In one especially poignant section, Erin Yarbrough-Stewart and Aaron Thayer cross the front of the stage, heading towards a bright light shining from the wings. Yarbrough-Stewart is transfixed, her head following the light as though held by magnetic force. Thayer tries to pull her away, slowly promenading her back towards him, but even as she rotates from arabesque to à la seconde to développé en avant, her eyes continually track back to the light, her head following. Her curiosity about what, or who, is offstage overpowers her ability to focus on the man right there in front of her.
While Seiwert obviously bases her work in the classical technique, it is decidedly unique and nontraditional. Hurlburt commented that she has created her own vocabulary, and there are dancers who seem perfectly suited for her challenging, off-balance style. Vanessa Thiessen’s intensity and pure strength gives an animal beauty to the movement. Kevin Yee-Chan has the fearlessness of youth and the physical capacity to take on anything, no matter how impossible it appears.
Closing the program was the West Coast premiere of Kirk Peterson’s “Reinin’ in the Hurricane,” which holds a special significance for Hurlburt, who was dancing with the Hartford Ballet when the piece was created there in 1994. As the program notes stated, “Reinin’ in the Hurricane” was a ballet that Smuin loved. In some ways “Hurricane” is Smuin-esque, bringing the audience into a specific place and mood.
Set to music by Gene Autry, David Byrne, Cole Porter, Randy Travis and K.D. Lang, it is pure Americana complete with cowboy hats and fringe. The dancing is boot-stomping, hand-clapping fun, fast and furious with a streak of humor. Koichi Kubo’s opening solo to “Don’t Fence Me In” was buoyant, joyful and set the stage for the hoedown. Cornwell and Olivia Ramsay were adorable in the “Wallflower Waltz,” flirting and teasing their way through girlish steps and finally giving up after being snubbed by every passing man.

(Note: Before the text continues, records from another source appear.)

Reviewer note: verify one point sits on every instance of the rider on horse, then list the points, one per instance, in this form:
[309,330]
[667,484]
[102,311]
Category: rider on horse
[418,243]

While this does not reflect on the actual dancing or performance of this talented group, it must be noted that the costumes for “Hurricane” are unflattering at best. The women’s brightly colored shiny unitards were reminiscent of the turquoise Wranglers worn by the junior high-aged members of the Future Farmers of America in 1994, and together with the cowboy shirts tied at the waist, managed to disfigure the lithe, slender bodies of these gorgeous women. The men were slightly better off in jeans-shaped tights, t-shirts and hats.
This is a marvelously diverse and entertaining program, worthy of Smuin’s legacy. Performances of the Fall Program continue in Carmel, Mountain View and Walnut Creek. And returning to all locations this winter is the ever-popular “Christmas Ballet.” “Michael created something to rival ‘Nutcracker’ – and thank goodness!” Hurlburt half-joked before the show. Certainly Smuin’s “Christmas Ballet” is a treat for the audience and the dancers alike.